I turned the screen of my phone off and returned to the jack-in-the-box.  Gripping the toy in my right hand, I began to turn the dull chrome handle with my left.  The metallic calliope tones of “Pop Goes The Weasel” leaked out of the toy, distorted by the cheap metal casing and in time with the turning of the handle.

The air got heavier as I turned the handle, the tension of the toy’s mechanics adding pressure to the moment.  With a loud pop, the cover finally flew up and out popped the jack doll on its spring with a toy gun that said “BANG”.

I smelled sulphur, and felt a sharp pain.  Reaching up, I found a warm stickiness trickling down from just above my left breast.  As I stared at my fingers, the landline telephone began to ring.

“No,” I thought, “This is not happening.”  My hand trembling, I picked up the handset and said, “Hello?”

The same voice from the earlier call answered “HI KAREN!  It’s been a long time, but it is SO GOOD to hear your voice again!”

The warmth continued to seep from my chest, and I said into the handset, “I think you have me confused for someone else, and I am going to hang up now.”

The voice on the other end of the line’s tone changed to a high-pitched sing-song laughter.  “Oh no, Karen, you were just who I was looking for!  Wanna play?”

I slammed the handset back down into its cradle, and picked up my cell phone to dial emergency services.   Instead of an operator asking me what my emergency was, I heard heavy breathing.  Then that husky voice said “HI KARE—“, as I disconnected the call.

“What the hell is happening?” I thought, and tapped out 911 before hitting send.

“Emergency services,” said the person in a clear falsetto voice, “please answer the following riddle to unlock an ambulance dispatch, Karen!”

I disconnected the call, counted to ten, and dialed again.  My arm was getting cold, and left side of my sleeping blouse was covered in blood.  “Emergency services,” said the same voice. “Tsk, tsk.  Hanging up like that wasn’t very nice!  Now answer the riddle, or pay the price!”

A cold sweat broke out across my back as panic began to set in. “FINE.  ASK ME YOUR DAMN RIDDLE,” I said.

The voice on the other end cackled for a moment, then said “If I drink, I die.
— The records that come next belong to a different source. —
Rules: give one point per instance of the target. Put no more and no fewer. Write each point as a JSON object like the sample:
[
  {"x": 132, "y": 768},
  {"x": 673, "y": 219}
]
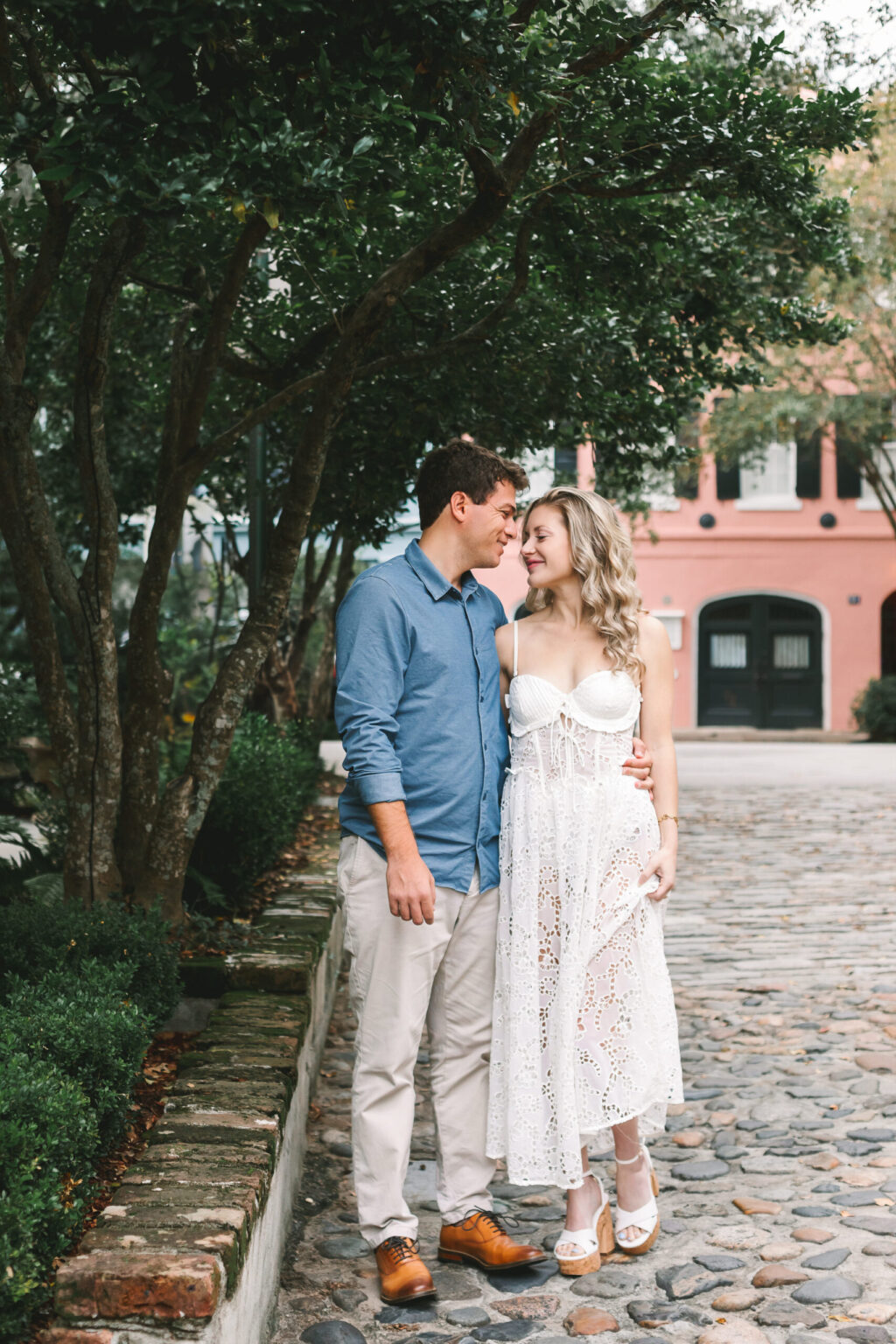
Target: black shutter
[
  {"x": 850, "y": 481},
  {"x": 808, "y": 463},
  {"x": 727, "y": 481}
]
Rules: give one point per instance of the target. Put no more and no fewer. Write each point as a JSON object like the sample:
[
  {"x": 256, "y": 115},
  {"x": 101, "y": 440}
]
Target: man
[{"x": 418, "y": 710}]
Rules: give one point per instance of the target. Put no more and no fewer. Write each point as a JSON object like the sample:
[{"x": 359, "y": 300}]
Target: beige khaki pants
[{"x": 403, "y": 976}]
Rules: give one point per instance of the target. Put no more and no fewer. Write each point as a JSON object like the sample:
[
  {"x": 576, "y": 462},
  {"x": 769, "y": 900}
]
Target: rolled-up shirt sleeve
[{"x": 373, "y": 649}]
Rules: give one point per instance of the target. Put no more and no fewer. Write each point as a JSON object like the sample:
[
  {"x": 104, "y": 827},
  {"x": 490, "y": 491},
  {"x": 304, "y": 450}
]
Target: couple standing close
[{"x": 564, "y": 872}]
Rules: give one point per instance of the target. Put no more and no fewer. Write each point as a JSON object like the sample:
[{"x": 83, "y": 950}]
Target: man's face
[{"x": 488, "y": 527}]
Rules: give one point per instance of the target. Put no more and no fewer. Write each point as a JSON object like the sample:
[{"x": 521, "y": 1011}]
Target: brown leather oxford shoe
[
  {"x": 403, "y": 1276},
  {"x": 481, "y": 1239}
]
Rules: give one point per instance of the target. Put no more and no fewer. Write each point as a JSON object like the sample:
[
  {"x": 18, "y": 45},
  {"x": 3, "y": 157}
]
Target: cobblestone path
[{"x": 778, "y": 1175}]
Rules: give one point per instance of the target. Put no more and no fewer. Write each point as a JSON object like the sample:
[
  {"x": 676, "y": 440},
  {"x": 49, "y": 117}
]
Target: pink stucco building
[{"x": 777, "y": 586}]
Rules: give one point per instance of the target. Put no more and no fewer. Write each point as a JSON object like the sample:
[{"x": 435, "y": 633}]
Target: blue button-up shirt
[{"x": 418, "y": 706}]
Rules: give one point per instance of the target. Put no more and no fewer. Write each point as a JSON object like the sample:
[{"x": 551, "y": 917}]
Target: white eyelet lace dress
[{"x": 584, "y": 1023}]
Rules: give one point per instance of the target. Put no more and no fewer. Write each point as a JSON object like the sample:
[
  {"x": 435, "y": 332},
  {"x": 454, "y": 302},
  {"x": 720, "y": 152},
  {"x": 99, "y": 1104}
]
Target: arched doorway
[
  {"x": 888, "y": 636},
  {"x": 760, "y": 664}
]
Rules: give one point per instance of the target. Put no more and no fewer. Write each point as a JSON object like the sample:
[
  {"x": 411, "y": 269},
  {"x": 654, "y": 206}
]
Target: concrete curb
[{"x": 190, "y": 1243}]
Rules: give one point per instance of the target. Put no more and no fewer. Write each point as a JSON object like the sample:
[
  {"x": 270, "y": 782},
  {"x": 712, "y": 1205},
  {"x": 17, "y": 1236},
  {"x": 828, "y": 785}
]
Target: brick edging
[{"x": 192, "y": 1236}]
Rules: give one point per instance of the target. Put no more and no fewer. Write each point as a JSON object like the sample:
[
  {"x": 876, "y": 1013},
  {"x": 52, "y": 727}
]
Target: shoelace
[
  {"x": 499, "y": 1225},
  {"x": 399, "y": 1249}
]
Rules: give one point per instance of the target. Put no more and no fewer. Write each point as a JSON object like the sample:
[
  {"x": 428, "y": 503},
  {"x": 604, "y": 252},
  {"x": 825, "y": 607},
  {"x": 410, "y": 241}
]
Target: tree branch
[
  {"x": 222, "y": 443},
  {"x": 222, "y": 311},
  {"x": 644, "y": 29},
  {"x": 10, "y": 268}
]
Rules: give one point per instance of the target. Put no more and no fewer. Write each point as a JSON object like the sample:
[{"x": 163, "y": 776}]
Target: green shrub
[
  {"x": 49, "y": 1143},
  {"x": 87, "y": 1026},
  {"x": 38, "y": 941},
  {"x": 875, "y": 710},
  {"x": 269, "y": 781}
]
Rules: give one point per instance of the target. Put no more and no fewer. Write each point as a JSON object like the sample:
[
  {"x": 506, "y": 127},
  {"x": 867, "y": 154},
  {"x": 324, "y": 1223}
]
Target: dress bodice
[{"x": 605, "y": 702}]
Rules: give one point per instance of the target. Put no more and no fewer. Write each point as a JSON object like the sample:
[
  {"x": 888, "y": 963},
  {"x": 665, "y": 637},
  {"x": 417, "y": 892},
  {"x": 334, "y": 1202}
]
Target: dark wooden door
[
  {"x": 888, "y": 636},
  {"x": 760, "y": 664}
]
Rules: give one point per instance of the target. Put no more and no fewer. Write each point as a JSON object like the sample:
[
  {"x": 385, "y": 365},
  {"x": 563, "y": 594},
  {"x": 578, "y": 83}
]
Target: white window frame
[
  {"x": 673, "y": 622},
  {"x": 778, "y": 503},
  {"x": 660, "y": 489}
]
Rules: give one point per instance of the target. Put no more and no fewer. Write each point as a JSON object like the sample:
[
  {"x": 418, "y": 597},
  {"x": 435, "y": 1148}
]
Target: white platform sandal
[
  {"x": 647, "y": 1216},
  {"x": 590, "y": 1242}
]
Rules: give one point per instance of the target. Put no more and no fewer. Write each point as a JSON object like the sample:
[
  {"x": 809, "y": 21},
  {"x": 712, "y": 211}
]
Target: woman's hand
[{"x": 662, "y": 863}]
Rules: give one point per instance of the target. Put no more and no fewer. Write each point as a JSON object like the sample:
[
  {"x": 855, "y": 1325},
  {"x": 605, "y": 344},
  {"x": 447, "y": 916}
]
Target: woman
[{"x": 584, "y": 1028}]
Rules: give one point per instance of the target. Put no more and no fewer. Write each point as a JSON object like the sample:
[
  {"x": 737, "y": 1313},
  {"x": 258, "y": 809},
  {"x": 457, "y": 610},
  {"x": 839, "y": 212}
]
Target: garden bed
[{"x": 192, "y": 1234}]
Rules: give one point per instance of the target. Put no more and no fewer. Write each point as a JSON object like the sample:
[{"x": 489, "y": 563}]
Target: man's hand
[
  {"x": 640, "y": 765},
  {"x": 411, "y": 889}
]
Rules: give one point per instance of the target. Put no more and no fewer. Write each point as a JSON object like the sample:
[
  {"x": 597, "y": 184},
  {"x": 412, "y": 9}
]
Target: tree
[
  {"x": 850, "y": 390},
  {"x": 424, "y": 186}
]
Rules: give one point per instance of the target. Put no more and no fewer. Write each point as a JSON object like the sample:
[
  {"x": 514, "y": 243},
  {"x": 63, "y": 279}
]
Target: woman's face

If I eat, I thrive. What am I?”

I stood silently for a moment, feeling the blood flow from my chest, remembering back to the winter of ’86.  “Fire,” I said breathlessly.  “The answer is fire.”

“Winner winner chicken dinner!  Your ambulance is on the way!  In fact, we’ll be right in!” said that awful husky voice.

I slid down onto the floor, my cell phone falling out of my hand, just as a rainbow-coloured Volkswagen Beetle crashed through my front door.  The doors of the car flew open, and my vision narrowed just as a white face and big red nose leaned down over me.

“Remember me, Karen? I’m BUBBLES, the clown you wanted for your sixth birthday party, the party that your mom cancelled!  I’m going to save you!  This is going to be SO MUCH fun!” He honked his red nose and winked a harlequin eye. “Want a balloon?” he asked me as he started laughing.